A recent Ontario Court of Appeal decision in Carrigan v. Carrigan deals with the issue of married versus common law spouses for the purpose of entitlement to pre-retirement death benefits under the Ontario Pension Benefits Act (“PBA”).
Section 48(1) of the PBA entitles the spouse of a pension plan member to the value of the member’s pension where the member dies before commencement of pension payments except where the member and spouse are living separate and apart on the date of death (s. 48(3)). If the s. 48(3) exception applies, s. 48(6) provides that the benefit goes to any beneficiary named by the member.

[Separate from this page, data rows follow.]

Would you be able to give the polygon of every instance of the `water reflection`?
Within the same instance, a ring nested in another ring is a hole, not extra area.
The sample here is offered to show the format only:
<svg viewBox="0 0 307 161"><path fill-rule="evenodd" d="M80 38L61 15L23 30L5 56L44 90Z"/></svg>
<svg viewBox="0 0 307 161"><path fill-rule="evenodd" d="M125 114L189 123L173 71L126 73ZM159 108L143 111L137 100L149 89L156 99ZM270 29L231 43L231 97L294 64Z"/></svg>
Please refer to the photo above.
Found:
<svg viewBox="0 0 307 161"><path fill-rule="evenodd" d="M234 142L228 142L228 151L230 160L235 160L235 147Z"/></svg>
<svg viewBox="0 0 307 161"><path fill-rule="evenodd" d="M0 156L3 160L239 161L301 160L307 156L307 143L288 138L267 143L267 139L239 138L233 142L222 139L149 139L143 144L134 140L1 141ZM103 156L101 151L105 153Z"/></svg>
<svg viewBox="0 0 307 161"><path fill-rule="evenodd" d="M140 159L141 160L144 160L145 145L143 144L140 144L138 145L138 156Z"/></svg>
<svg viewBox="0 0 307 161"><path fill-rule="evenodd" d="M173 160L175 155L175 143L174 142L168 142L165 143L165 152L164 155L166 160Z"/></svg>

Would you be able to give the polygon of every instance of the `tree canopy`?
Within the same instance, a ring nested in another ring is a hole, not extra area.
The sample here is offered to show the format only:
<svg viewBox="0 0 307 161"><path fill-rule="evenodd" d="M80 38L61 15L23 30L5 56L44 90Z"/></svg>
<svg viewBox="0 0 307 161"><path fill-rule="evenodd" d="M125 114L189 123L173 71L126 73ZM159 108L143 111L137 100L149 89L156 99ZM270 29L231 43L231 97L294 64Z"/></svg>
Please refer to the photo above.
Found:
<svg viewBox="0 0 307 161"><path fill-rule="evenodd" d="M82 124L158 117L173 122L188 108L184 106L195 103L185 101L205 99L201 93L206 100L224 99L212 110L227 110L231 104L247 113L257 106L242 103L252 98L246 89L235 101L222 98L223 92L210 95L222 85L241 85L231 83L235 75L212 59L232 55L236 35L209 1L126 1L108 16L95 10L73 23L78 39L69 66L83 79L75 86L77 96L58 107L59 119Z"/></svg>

At the time of death in this case, the deceased was legally married to A but was living separate and apart from her. He was living with B in a common law relationship. The deceased had designated A and their daughters as beneficiaries of the death benefit in his pension plan. A brought an action for a declaration that she was entitled to the deceased’s pre-retirement death benefit under s. 48 of the PBA. B opposed, claiming the right to same as a “spouse” under s. 48(1). The trial judge found that both the plaintiff and the defendant fell within the definition of “spouse” in s. 1 of the PBA but that only one spouse can be entitled to a member’s death benefit under s. 48(1). She interpreted s. 48(3) of the PBA as requiring that a spouse be living with the member in order to be entitled to the death benefit and that because the deceased and A were living separate and apart at the time of death, held that B was entitled to receive the death benefit because she was a spouse and was living with the deceased at the time of his death.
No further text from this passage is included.